The analyses of the effects of the immune infiltrate in specific subgroups of patients and their clinical outcome led to the development of a new classification system based on the consensus between different classification systems proposed by various research groups. Thus, four “consensus molecular subtypes” (CMSs) of CRC were defined (8): CMS1 is characterized by MSI, mutations in CIMP and BRAF pathways, a diffuse immune infiltrate, and strong activation of immune evasion pathways. CMS2 tumors show high chromosomal instability and activation of Wnt and MYC pathways. CMS3 tumors exhibit frequent KRAS mutations and disrupted metabolic pathways, and CMS4 tumors are characterized by high expression of mesenchymal genes, stromal infiltration, angiogenesis, and TGF-β activation. CMS1 and CMS4 are tumors characterized by strong immune infiltration while, on the contrary, CMS2 and CMS3 are tumors without immune activation. Their prognoses also differ, with CMS4 tumors displaying worse overall and relapse-free survivals (8). This classification provides an interesting opportunity to explore the heterogeneity of CRC. Understanding CMS is a crucial step towards personalized medicine as it could optimize the management of individual patients. For example, it will allow defining the best first-line chemotherapy regimen (poor efficiency of oxaliplatin in CMS1 and CMS4) or application of immunotherapy for metastatic CRC in CMS4 patients (127).

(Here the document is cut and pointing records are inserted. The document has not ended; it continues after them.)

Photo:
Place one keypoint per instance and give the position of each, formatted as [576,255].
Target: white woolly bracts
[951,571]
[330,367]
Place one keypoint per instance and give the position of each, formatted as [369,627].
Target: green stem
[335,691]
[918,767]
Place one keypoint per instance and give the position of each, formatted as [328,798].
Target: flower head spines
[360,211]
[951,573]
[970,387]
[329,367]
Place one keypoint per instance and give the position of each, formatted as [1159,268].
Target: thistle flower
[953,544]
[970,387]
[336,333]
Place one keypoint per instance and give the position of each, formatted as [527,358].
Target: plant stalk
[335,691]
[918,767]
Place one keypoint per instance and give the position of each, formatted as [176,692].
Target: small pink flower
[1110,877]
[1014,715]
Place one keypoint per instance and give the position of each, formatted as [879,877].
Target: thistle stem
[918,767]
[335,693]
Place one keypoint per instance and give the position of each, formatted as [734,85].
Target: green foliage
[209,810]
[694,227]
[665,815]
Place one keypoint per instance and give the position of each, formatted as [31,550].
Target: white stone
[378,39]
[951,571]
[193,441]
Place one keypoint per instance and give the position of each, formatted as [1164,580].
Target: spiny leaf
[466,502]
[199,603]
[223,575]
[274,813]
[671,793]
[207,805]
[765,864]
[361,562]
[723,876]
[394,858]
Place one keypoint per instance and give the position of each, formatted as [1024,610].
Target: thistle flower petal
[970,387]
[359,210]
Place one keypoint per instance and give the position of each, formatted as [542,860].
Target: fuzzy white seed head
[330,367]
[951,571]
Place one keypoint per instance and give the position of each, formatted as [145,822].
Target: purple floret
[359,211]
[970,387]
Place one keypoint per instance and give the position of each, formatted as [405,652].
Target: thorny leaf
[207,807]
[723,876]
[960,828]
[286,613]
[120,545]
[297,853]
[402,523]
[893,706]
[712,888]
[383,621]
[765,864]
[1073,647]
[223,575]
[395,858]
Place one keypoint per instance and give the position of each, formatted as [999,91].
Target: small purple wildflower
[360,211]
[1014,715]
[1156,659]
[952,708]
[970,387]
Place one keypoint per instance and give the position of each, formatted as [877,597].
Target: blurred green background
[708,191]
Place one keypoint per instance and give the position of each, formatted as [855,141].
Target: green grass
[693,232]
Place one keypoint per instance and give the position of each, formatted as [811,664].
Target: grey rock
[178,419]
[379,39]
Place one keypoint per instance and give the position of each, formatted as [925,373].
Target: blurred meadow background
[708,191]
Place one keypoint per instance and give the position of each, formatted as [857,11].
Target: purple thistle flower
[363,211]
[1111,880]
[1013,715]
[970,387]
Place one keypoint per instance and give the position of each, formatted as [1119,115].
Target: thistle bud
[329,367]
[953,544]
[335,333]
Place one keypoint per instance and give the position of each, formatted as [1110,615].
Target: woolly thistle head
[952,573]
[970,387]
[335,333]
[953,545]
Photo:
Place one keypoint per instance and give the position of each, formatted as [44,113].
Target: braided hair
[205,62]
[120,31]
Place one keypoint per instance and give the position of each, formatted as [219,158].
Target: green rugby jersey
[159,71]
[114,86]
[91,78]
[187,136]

The biological and prognostic associations of CMS in the context of metastatic tumor heterogeneity is slightly more complicated. Eide et al. performed exploratory analyses of a dataset of 317 primary tumor samples and 295 liver metastasis samples. Almost 90% of metastases belonged to CMS2 or CMS4 subtypes, which is in line with the aforementioned poorer prognosis of these two subtypes (128). These results were further corroborated by Fontana et al. and Kamal et al. (129, 130). The difference is caused by a combination of biological intrinsic and extrinsic factors, including the reaction to treatment; for example, metastatic tumors after chemotherapy have been shown to tend towards CMS4 classification, even if the primary tumor was another subtype with originally better prognosis (such as CMS3) (130).

However, it must be considered that even within CMS groups, there is high inter- and intratumor heterogeneity, which limits universal application of the CMS classification in the clinical practice as a predictive prognostic marker. In view of this, further subclassification based, for example, on detailed gene expression profiling methods like single-cell RNA sequencing and analyses might refine this classification system and improve its clinical usability.